Moving on to the final test in Sydney, we have Australia’s most spin-friendly ground, though the conditions will be very different to what you find in India. At the SCG it is good for fast bowlers too, and you don’t need to play that second spinner, but if you’ve got three good ones then you may as well play them. The problem with the SCG is that the advantage of winning the toss is so immense that you can almost guarantee a win as soon as you win the toss, providing that you bat first, which you always should do at the SCG. The pitch typically starts to crack up around the middle of day 3, and from there you go from high scoring to low scoring, and chasing anything above 200 is nearly impossible.
While the SCG should favour India slightly, if Australia bat first then Australia should win. While there was a draw last time around, that is very unusual at the SCG and I don’t expect a draw this time around.My prediction is 60% chance of an Indian win, 35% chance of an Australian win and 5% chance of a draw.

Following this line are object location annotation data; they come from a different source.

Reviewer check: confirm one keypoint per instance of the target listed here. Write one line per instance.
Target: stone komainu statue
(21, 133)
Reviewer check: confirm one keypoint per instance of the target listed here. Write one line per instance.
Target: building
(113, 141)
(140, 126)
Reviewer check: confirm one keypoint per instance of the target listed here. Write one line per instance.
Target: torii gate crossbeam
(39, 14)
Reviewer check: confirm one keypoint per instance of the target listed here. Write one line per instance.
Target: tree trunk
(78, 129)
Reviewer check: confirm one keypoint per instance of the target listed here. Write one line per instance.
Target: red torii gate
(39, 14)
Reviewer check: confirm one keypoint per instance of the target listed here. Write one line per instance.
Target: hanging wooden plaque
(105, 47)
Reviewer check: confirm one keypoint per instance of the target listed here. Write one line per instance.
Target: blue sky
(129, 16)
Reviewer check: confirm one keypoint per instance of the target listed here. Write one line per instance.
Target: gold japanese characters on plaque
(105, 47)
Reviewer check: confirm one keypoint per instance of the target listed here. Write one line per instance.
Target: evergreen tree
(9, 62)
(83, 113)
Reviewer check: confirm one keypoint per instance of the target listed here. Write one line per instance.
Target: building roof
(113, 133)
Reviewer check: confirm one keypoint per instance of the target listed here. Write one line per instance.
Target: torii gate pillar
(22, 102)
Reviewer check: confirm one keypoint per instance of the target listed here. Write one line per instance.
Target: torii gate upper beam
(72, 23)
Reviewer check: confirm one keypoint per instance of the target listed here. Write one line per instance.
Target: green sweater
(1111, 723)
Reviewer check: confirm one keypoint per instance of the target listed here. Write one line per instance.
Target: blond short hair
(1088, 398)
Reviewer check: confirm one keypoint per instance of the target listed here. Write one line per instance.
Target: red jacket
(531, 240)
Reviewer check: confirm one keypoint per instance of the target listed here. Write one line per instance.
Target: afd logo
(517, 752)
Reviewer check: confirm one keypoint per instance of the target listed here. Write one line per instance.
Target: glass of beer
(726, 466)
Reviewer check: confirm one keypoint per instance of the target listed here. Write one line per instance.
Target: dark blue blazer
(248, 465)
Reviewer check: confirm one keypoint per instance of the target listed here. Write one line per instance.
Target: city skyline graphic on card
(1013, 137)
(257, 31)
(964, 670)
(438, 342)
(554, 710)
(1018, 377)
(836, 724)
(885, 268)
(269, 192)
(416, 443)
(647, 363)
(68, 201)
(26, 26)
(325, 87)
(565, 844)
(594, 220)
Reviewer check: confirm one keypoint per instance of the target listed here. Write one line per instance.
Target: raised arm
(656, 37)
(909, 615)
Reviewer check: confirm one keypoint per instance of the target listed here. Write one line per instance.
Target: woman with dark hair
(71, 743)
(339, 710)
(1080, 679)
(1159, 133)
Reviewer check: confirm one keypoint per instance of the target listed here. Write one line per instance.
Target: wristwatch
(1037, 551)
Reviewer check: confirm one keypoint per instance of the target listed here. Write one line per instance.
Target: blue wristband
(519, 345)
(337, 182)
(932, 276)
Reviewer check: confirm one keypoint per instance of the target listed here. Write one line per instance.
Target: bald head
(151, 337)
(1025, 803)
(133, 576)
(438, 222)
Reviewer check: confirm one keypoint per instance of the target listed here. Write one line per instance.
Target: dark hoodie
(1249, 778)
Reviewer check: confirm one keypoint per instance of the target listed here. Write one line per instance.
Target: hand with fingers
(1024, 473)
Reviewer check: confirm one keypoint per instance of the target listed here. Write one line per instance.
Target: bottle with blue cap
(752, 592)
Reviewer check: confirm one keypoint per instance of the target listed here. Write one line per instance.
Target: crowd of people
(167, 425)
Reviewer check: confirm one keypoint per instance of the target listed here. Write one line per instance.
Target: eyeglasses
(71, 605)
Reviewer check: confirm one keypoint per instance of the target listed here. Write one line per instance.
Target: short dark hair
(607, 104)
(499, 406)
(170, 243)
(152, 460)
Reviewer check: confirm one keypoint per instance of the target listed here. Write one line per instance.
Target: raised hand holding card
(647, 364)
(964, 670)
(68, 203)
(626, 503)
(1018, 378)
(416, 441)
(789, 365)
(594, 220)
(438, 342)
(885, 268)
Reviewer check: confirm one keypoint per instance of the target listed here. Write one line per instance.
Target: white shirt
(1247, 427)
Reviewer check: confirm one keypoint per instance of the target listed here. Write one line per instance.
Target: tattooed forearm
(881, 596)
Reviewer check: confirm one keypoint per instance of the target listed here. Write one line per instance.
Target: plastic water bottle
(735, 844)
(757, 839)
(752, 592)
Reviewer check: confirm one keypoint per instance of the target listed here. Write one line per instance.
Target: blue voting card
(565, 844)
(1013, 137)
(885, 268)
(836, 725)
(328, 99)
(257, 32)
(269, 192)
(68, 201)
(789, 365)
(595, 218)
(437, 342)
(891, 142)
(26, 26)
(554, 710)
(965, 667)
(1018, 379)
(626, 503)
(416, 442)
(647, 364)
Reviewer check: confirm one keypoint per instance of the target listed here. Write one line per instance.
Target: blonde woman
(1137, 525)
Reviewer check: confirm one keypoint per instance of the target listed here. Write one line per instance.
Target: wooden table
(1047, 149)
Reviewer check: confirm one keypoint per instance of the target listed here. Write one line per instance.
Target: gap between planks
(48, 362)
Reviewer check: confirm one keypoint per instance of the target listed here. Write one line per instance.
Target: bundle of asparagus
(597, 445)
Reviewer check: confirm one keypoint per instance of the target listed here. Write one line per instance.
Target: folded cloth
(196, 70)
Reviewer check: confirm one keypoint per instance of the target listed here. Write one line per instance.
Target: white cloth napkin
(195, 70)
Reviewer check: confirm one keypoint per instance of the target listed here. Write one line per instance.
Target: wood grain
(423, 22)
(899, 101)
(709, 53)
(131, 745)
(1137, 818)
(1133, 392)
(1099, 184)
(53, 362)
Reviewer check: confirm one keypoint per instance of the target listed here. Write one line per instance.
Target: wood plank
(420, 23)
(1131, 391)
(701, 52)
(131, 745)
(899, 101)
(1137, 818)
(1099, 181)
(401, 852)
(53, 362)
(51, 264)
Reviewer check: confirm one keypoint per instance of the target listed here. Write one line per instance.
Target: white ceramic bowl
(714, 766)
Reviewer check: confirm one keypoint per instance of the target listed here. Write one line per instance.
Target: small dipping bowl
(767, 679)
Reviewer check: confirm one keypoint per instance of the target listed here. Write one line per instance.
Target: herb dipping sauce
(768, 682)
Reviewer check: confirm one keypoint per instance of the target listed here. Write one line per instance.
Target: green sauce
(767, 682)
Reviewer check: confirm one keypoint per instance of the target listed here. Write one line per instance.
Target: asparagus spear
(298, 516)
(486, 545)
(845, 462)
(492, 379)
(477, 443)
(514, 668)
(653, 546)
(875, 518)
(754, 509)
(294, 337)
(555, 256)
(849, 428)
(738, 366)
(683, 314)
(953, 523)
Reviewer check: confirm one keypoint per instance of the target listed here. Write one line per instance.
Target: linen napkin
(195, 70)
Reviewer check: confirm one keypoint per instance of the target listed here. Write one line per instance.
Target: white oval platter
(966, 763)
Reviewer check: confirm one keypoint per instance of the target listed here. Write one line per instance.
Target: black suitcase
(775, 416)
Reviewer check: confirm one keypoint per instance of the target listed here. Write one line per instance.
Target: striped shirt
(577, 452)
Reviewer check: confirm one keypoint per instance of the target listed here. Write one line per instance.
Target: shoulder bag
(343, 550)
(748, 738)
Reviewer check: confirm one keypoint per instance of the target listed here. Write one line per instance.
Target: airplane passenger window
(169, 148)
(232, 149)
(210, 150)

My prediction, therefore, on balance, is a 2-2 draw. For India to win the series, they will need to bat quickly at Adelaide and be prepared to declare, while hoping for rain in Melbourne and batting slowly to go for a draw and then, above all else, try to win the toss in Sydney. If all of that were to happen, then India could potentially win 2-1.I think that, more likely, Australia will win, either 3-0 if they draw in Adelaide and win the toss in Sydney, or 2-1 if they draw in Adelaide and lose the toss in Sydney.
I think that most likely India will lose the series, but it will be closer than in previous series.One worry for India is that in recent overseas series, other than West Indies, Virat Kohli has been a one-man army. Given how strong Australia’s bowling is and how weak India’s bowling is, other than Jasprit Bumrah and perhaps Kuldeep Yadav, they will have to have a lot more players stand up if they are to be any chance of victory.
My prediction is that India will lose, but if everything goes very well then they may draw, either 2-2 or 1-1. But there is that slither of hope that maybe, just maybe, India can win it 2-1.
But only because Steve Smith and David Warner aren’t there.